This is a good example of why I like tracking at the application level. Infrastructure metrics would still tell you there was one job. Business metrics tell you this job refreshed 100 products, 97 succeeded, 3 failed, and the backlog was growing.

Big difference.

![Source refresh dashboard](./2026-04-25-tracking-100m-background-jobs-with-trifle-stats/refreshes.png)

## What this gives us

This answers questions that are surprisingly hard to answer from logs alone:

- How many calculations did we run?
- What percentage returned a useful result?
- Which result codes are changing?
- Are failures global, customer-specific or reseller-specific?
- Did product refresh batching reduce Sidekiq jobs while keeping product throughput stable?
- Are refresh failures coming from a source, a provider or the batch itself?

That last point is important. When we moved product refreshes to batching, we expected job counts to drop. A lower job count was not a problem. It was the desired outcome. But without tracking `products.count` inside the batched job, a dashboard could make it look like less work was happening.

With `Trifle::Stats`, we can track both. Jobs went down. Products processed stayed visible.

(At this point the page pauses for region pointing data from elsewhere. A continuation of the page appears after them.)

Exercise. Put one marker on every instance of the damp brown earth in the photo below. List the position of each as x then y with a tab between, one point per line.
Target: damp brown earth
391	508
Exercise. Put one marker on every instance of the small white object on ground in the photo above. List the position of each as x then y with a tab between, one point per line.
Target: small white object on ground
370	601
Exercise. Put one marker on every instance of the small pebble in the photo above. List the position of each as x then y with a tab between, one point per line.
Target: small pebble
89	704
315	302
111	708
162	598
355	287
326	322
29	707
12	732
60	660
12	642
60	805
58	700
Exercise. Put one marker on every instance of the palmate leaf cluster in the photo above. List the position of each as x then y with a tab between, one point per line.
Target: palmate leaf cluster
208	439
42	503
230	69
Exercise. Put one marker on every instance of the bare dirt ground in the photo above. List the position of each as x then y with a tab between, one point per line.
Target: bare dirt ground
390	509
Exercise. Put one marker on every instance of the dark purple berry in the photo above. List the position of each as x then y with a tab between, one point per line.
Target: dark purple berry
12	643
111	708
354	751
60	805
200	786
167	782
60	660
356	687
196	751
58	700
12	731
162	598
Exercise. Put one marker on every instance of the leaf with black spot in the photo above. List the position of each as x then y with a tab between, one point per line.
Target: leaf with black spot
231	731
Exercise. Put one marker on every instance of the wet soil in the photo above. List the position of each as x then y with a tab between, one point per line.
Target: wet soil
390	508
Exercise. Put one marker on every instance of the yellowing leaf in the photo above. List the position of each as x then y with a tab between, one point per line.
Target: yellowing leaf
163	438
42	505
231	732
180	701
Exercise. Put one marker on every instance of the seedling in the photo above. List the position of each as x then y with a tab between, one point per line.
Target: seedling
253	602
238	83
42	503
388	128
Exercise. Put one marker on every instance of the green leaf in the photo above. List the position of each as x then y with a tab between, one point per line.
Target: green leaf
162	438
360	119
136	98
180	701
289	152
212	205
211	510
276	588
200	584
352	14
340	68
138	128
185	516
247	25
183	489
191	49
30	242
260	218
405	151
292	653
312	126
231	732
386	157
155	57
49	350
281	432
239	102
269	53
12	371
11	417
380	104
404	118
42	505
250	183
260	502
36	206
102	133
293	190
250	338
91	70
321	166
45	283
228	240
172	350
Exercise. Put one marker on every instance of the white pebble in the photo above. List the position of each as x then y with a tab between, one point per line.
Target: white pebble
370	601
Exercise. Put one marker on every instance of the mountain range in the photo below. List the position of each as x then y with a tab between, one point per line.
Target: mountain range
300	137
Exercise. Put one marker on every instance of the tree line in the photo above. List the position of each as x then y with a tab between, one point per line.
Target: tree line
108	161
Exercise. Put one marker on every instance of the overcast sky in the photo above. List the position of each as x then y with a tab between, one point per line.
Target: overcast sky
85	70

## A few lines in the right place

I don't think every method needs metrics. Thats how dashboards become noise.

The useful places are boundaries:

- Resource job finishes with a result
- External source returns data
- Batch job processes many resources
- Business state changes in a way that matters later

Track these and you start seeing the shape of the system. You don't need perfect observability. You need enough signal to know when the system changed its behavior.

For us, `Trifle::Stats` became the small layer that turns product calculations and refreshes into understandable timelines. `Trifle::Traces` handles the deep dive when we need to inspect one execution. Trifle App gives us dashboards and monitors so the data is not stuck in a console.

And the whole thing started with a few `Trifle::Stats.track` calls.

Thats still my favorite kind of tooling. Small code change. Big operational value.